Reactive Chemical Processes
Proper chemical storage and chemical mixing procedures are essential for preventing explosions. OSHA requires companies to maintain a Process Safety Management Program (PSMP) that is designed to help protect workers who are tasked with handling materials that are inherently explosive, or that can become explosive when mixed with other chemicals. The purpose of the PSMP is to create a safe work environment that won’t harm employee health, or have a negative impact on the health and safety of individuals who are within the vicinity.
Elements of these plans include:
- Providing adequate safety information to employees
- A full hazard analysis of the way the materials are used
- Adherence to detailed operating procedures
- Training and monitoring of employees
- Thorough safety reviews and incident evaluation
- Completion of compliance audits
- Emergency planning and response
At the core of the PSMP is Process Safety Information, or PSI. Companies are required to maintain information related to toxicity, corrosivity, permissible exposure limits, and thermal and chemical stability. Coupled with this, they are also required to detail the processes they are using and the ways the chemicals react with one another, as well as the equipment, during the manufacturing process. Companies must show that their processes and the chemicals they utilize are on par with generally accepted good engineering practices and any existing codes or regulations.
Failures are Deadly
Workers tasked with handling explosives, or who may come into contact with explosives during the course of their duties must be provided with adequate training and safety information prior to their entering the worksite. When they are not, the result can be fatal. In 2015, OSHA investigated the Omega Protein Plant in Mississippi following a welding incident that ignited methane and hydrogen sulfide that was contained within a storage tank. The resulting explosion killed one worker, and seriously injured another. OSHA issued 13 citations to the company after finding they had failed to adhere to safety regulations that would have isolated and removed the explosive danger prior to the workers commencing their welding tasks.
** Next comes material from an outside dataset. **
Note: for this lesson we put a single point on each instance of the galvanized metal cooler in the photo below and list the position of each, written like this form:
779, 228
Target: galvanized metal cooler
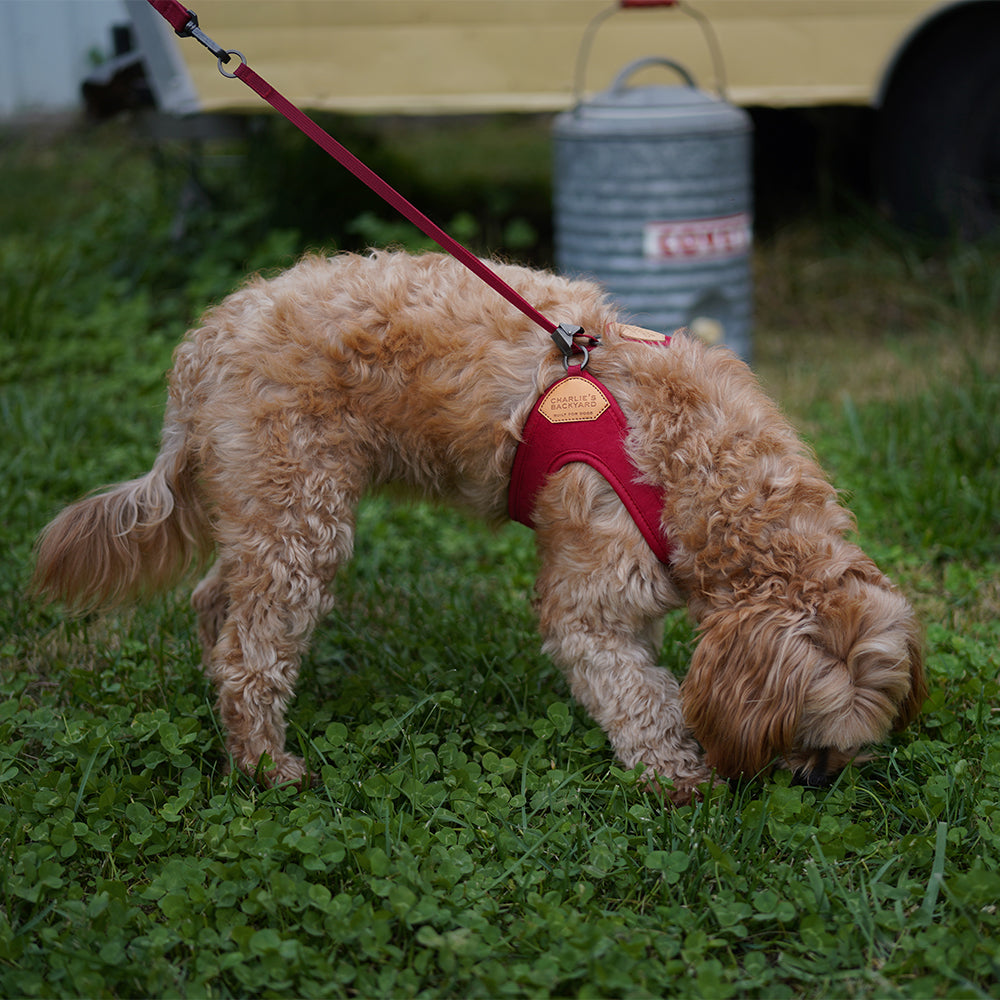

Repeated Safety Violations are Ominous Precursors to Disaster
The explosion at Omega Protein Plant was avoidable. The company had been cited for many of the same safety violations in 2012. In particular, regarding their wastewater storage tank which was a known safety hazard. Their willful neglect in mitigating the hazard led to the death of one employee, and the serious injury of another. Closer to home, an explosion in Chicago Heights in September 2014 occurred when a gas-powered forklift operated by Polychem Services, Inc. ignited and injured two workers. The company was fined $100,000 dollars for multiple safety violations. Six of these violations were considered willful; of these, four were considered serious and were responsible for creating the dangerous conditions that led to the blast and subsequent injuries. Polychem Services, Inc. had been previously cited by OSHA in a 2010 incident that had caused severe burns to an employee. In both incidents, the company had failed to provide adequate safety equipment and training to employees. As with many explosive incidents, inadequate safety protocols, lax training, and the failure to provide safety equipment are common causes of serious injury or wrongful death.
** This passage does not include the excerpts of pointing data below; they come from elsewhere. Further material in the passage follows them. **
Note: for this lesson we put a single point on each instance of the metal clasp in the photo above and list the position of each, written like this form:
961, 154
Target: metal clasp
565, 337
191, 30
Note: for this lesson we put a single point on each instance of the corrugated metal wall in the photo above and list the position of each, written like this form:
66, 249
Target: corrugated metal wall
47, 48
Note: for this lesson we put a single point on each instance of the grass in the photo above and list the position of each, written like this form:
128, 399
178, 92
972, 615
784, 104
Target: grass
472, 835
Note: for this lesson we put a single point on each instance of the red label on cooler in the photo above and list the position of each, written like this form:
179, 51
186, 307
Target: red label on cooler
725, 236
Employer & Manufacturer Liability
Workers who are injured by an explosive blast have the right to file workers’ compensation claims and personal injury lawsuits against employers who negligently violate safety protocols. Workers may also file a lawsuit against manufacturers of defective equipment that ignited an explosion, or against the manufacturer(s) of safety equipment that failed to adequately protect a worker. In cases where a worker has been killed, surviving family members may also file a wrongful death lawsuit. Individuals who have been injured due to an employer’s willful disregard for explosive handling safety should contact a Chicago workers’ compensation lawyer to discuss their legal options. When workers are injured in an explosion, they may seek compensation for pain and suffering, medical expenses, lost wages, loss of quality of life, and punitive damages for willful neglect and disregard for worker safety.